We will cover output classes, what it means to make a discrete prediction, the concept of one-hot encoding; and then we'll visualize what one-hot encoding looks like as an image, and then we'll recap with a data preparation cookbook, which you should use to be able to deal with all kinds of image data for machine learning.

But for now, let's talk about output. When we're talking about digits, there's 0 through 9, so there's ten different classes, and not classes in the object-oriented sense, but classes in the label sense. Now, with these labels being from 0 to 9 as individual digits, the predictions we want to make need to be discrete. It won't do us any good to predict 1.5, there's no such digit character:

o to 9 predictions

So, for this, we're going to use a data transformation trick.

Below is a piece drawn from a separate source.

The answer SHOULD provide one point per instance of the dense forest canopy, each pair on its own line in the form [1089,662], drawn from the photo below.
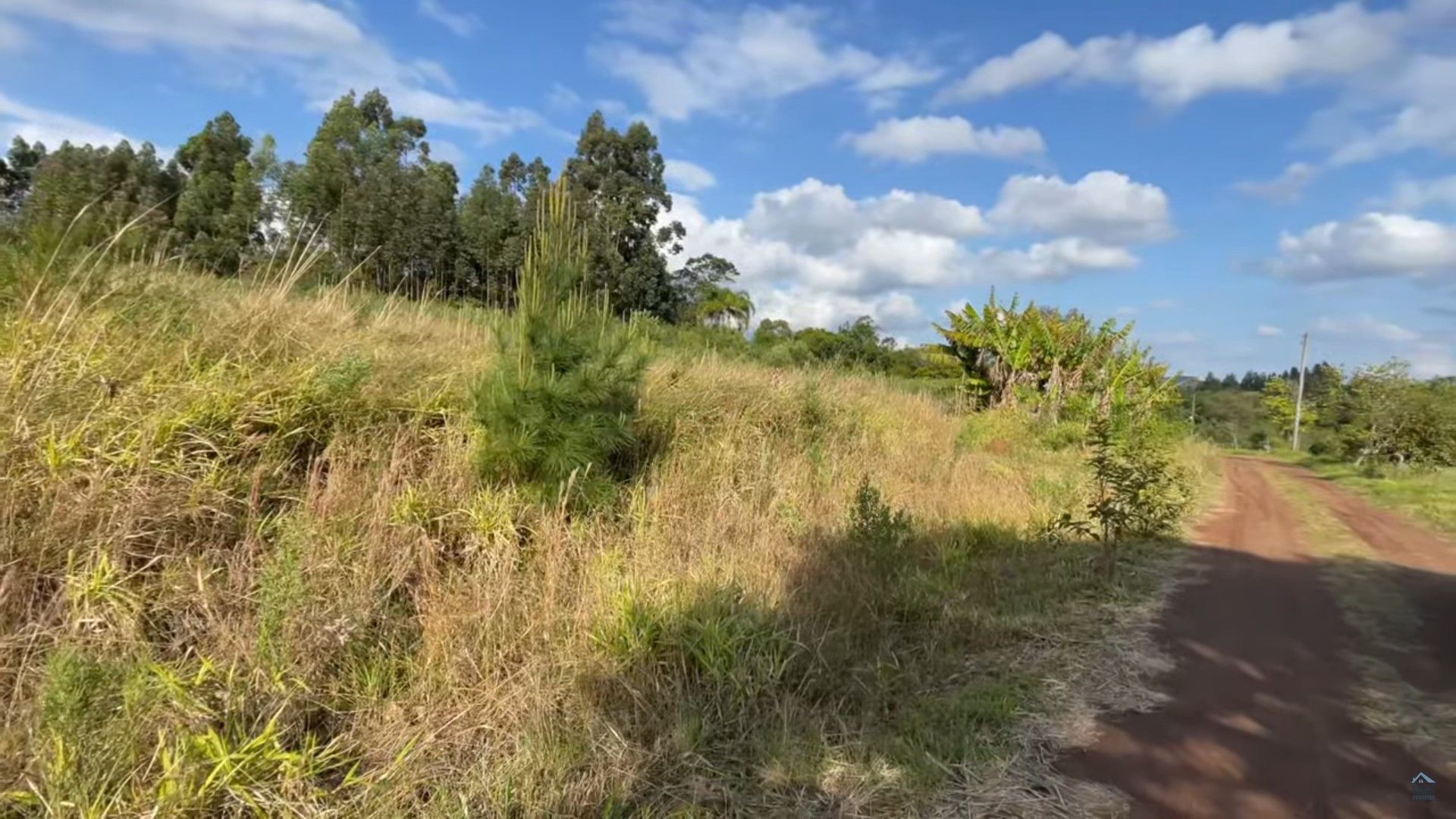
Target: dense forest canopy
[383,213]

This thing is called one-hot encoding, and it is where you take an array of label possibilities, in this case, the numbers 0 through 9, and turn them into a kind of bitmap, where each option is encoded as a column, and only one column is set to 1 (hence one-hot) for each given data sample:

One-hot encoding

Now, looking at both an input digit (here, 9), and the output bitmap, where you can see that the forth index has the ninth bit set, you can see that what we're doing in our data preparation here is having one image as an input and another image as an output. They just happen to be encoded as tensors (multidimensional arrays of floating point numbers):

Output bitmap

What we're going to be doing when we create a machine learning algorithm is have the computer learn or discover a function that transforms the one image (the digit nine) into another image (the bitmap with one bit set on the ninth column), and that is what we mean by machine learning. Remember that tensors are just multidimensional arrays, and that the x and y values are just pixels. We normalize these values, which means we get them from the range of zero to one so that they are useful in machine learning algorithms. The labels, or output classes, are just an array of values that we're going to map, and we're going to encode these with one-hot encoding, which again means only one is hot, or set to one.